Now, we’ve got an expression for 𝑏 in terms of 𝑎. But if you look at it, two 𝑎 minus two 𝑎 is zero. So, it means that 𝑏 is equal to something divided by zero. 𝑎 is a positive nonzero speed. So, if we square it, then double the answer, we certainly have a positive number. Now, we’ve got a positive number divided by zero, which is undefined. Oh dear! If instead of being zero in the denominator though, we thought about smaller and smaller positive values. We can see that this expression for 𝑏 is going to give us larger and larger values.
For example, 16 divided by eight is two. But as we make the denominator smaller, closer to zero, the answer gets bigger and bigger and bigger. And similarly, as two 𝑎 minus two 𝑎 gets closer to zero, then the value of 𝑏 gets larger and larger. Taking this to the extreme, we can say that the limit of 𝑏 as two 𝑎 minus two 𝑎 gets closer and closer to zero from the positive direction is positive ∞. To make the overall average speed twice as fast as the speed on the way to granny’s, we’ll need to travel infinitely fast on the way home.
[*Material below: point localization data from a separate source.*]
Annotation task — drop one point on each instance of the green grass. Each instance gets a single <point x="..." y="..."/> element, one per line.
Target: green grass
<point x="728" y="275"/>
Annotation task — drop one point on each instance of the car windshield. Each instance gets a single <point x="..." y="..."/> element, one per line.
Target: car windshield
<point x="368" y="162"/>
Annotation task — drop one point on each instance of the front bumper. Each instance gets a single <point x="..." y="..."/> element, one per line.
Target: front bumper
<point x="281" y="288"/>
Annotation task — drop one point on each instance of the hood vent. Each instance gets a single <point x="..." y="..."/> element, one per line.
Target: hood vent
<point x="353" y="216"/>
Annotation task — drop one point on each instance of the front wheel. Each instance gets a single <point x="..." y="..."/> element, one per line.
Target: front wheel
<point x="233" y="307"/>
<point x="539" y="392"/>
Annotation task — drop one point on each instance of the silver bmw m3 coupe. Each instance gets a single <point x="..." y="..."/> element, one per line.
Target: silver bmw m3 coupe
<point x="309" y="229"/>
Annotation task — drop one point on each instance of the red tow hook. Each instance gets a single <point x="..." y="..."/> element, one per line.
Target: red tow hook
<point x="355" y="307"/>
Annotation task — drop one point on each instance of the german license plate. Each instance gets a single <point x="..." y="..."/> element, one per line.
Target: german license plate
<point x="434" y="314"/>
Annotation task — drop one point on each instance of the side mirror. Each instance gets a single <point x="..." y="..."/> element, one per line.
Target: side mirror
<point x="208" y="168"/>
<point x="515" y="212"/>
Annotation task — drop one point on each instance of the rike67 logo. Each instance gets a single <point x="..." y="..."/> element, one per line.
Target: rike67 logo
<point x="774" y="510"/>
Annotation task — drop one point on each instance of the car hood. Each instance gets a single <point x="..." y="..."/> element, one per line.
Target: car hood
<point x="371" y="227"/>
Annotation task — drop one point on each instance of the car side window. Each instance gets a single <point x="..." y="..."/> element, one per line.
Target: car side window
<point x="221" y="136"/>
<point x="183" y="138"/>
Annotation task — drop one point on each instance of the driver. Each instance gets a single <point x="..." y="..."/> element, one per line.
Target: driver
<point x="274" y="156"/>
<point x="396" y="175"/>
So, what’s going wrong? Well, let’s take another look at the puzzle. We travel from home to granny’s at 𝑎 kilometers an hour. Then, we say we want the average speed for the whole journey, which is exactly twice as far, to be twice that of the first part. Now, traveling twice the speed means you get twice as far in the same time. Granny was tricking you. However fast or slow you traveled to granny’s, if the average speed of going there and back is twice the speed of going there, then you’d be traveling twice as far in the same time. That means it would take exactly the same amount of time to travel to granny’s and back as it did to travel just there, which means you’d have to do the return part of the journey in zero time or infinite speed.
Granny’s puzzle really sounded like it was something we were gonna be able to answer. But after a bit of working and a bit of thinking, we can see that it isn’t possible to run home fast enough to make the overall average speed there and back twice as fast as the average speed on the way there.